Besides, progression can't be linear... If it takes you 3 weeks (random " casual player" timeframe I made up) to get into a fully loaded cobra, you can't expect to get to a fully loaded asp in the same amount of time... They would mean everyone in decked out condas within a couple of months...

Because the issue is not how fast you can kill stuff - nothing really takes that long to kill honestly (except Pythons/Anacondas). The issue is, bigger ships do NOT mean you find bigger bounties. You are still fighting the same little annoying Sidewinders and Eagles most of the time. The game seems to spawn the NPC's based on some % system no matter where you are. So you tend to see mostly small fighters, some Vipers/Cobras/Haulers, a few Asps/Type 7's and very rarely Clippers, Dropships and the like.
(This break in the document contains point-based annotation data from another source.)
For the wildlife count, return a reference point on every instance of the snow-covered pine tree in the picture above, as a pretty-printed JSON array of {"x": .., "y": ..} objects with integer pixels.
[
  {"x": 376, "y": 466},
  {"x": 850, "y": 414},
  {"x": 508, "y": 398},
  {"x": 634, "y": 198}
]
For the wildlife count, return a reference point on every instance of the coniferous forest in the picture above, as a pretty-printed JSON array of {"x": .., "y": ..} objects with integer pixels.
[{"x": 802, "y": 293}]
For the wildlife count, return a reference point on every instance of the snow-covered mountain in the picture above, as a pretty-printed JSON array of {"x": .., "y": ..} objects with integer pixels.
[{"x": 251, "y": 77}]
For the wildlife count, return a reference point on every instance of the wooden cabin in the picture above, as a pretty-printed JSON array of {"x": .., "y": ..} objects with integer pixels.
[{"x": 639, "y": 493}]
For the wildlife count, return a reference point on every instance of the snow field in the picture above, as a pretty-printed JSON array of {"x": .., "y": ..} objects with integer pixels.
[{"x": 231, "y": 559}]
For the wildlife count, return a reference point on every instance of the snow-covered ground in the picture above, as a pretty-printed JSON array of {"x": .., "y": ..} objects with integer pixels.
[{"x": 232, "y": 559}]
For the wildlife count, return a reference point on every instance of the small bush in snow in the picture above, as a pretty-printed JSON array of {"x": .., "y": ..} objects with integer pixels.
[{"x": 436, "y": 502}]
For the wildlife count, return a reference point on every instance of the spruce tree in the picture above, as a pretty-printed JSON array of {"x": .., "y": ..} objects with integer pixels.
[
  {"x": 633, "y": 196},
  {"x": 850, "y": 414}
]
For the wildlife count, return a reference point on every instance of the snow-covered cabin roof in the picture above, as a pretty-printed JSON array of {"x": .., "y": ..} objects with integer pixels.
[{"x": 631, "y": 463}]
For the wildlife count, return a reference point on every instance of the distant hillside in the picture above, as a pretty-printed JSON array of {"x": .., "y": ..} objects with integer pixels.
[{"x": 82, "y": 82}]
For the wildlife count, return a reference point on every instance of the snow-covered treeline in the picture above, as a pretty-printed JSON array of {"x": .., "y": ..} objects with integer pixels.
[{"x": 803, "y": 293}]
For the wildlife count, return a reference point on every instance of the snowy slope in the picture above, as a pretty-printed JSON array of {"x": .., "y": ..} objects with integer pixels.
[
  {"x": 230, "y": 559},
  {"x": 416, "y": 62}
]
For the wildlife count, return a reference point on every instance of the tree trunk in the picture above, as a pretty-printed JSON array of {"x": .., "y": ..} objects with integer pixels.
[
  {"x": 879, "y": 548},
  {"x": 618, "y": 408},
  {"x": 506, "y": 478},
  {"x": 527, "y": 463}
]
My Cobra does not really earn faster than Viper - no. I only got it because I wanted my cargo room so I could run some missions and pirate/smuggle some so I wasn't solely reliant on bounty hunting. Plus Vipers have horrible jump distance. I'm fairly sure an Anaconda wouldn't earn drastically more than an Eagle really if you just stat a nav point. That's the issue. Especially if you consider the increased running costs.
 
The issue isn't that it "doesn't pay" rather that it doesn't scale. I can make 100-300k an hour bounty hunting, but there's nowhere to go from there. If you want to keep upgrading your ship and getting new ones - it gets drastically slower as you move from ship to ship. I'm in a Cobra, because I like to smuggle/trade/pirate some - and it's 1.6 million for the top modules (A4). An Asp is 6 million, but that's stock and it won't do much for me at all. I'd probably need more like 20 million to outfit it. Try reaching that goal in a reasonable time frame with bounty hunting. For now, I've settled on just making my Cobra the best, because I don't feel I'll be able to afford a higher tier ship (Asp/Dropship/Python/Anaconda).

Besides the Anaconda missions, there is no *reliable* way to find large bounties. And those missions are super annoying and can end up taking hours based on the random nature of the USS system. Otherwise, most of the bounties you run into at nav beacons/anarchy systems/resource are fairly low, if easy to kill usually. The real issue is once you get a Viper/Cobra pretty fitted out - then what? It'll take forever to move up (say to the Asp) and then it's even slower to fit that out, since those modules and the repair costs on it are even higher. Frankly at this point, I would be scared to get an Asp, because of the times NPC pirates crash into me and take me out. I wouldn't want to have to pay the insurance costs on anything higher than a Cobra.

Each time you move up a tier in ship, your bounty hunting income stays more or less the same, with a slight increase in efficiency. Reason being is even though you are stronger, you won't necessarily be fighting anything harder .The same is not true about trading - where bigger, better ships expand your cargo capacity and thus your income potential. There bounty hunting missions need to be refined or some other system implemented to help with the scale/progression of bounty hunting.

Definitely this. Frankly it's so much obvious that I don't understand why it hasn't already been fixed. Even the X-3 games had higher paying combat missions (with harder targets) the higher your combat rating got, and those games aren't exactly refined.
 
Ah, but Bounty Hunting is all about the value of the kill and not a progression that increases in value as your ship operating expenses increase. It's a great way to start with entry level ships but of course it will have a finite profit ability.

Rare Commodities is another way to generate better profits with the least risk. It requires say a Cobra cargo hold and a good jump range to be effective.

Finally regular Trading comes in which also has a finite profit ability but can be expanded as your cargo hold increases.

That's the profit system which is great and works. As a Trader I have more credits and a bigger ship but a Bounty Hunter has kills advancing to Elite status where I have 3 (Interdictions). So it's all about what a player wants and using the available tools to get there.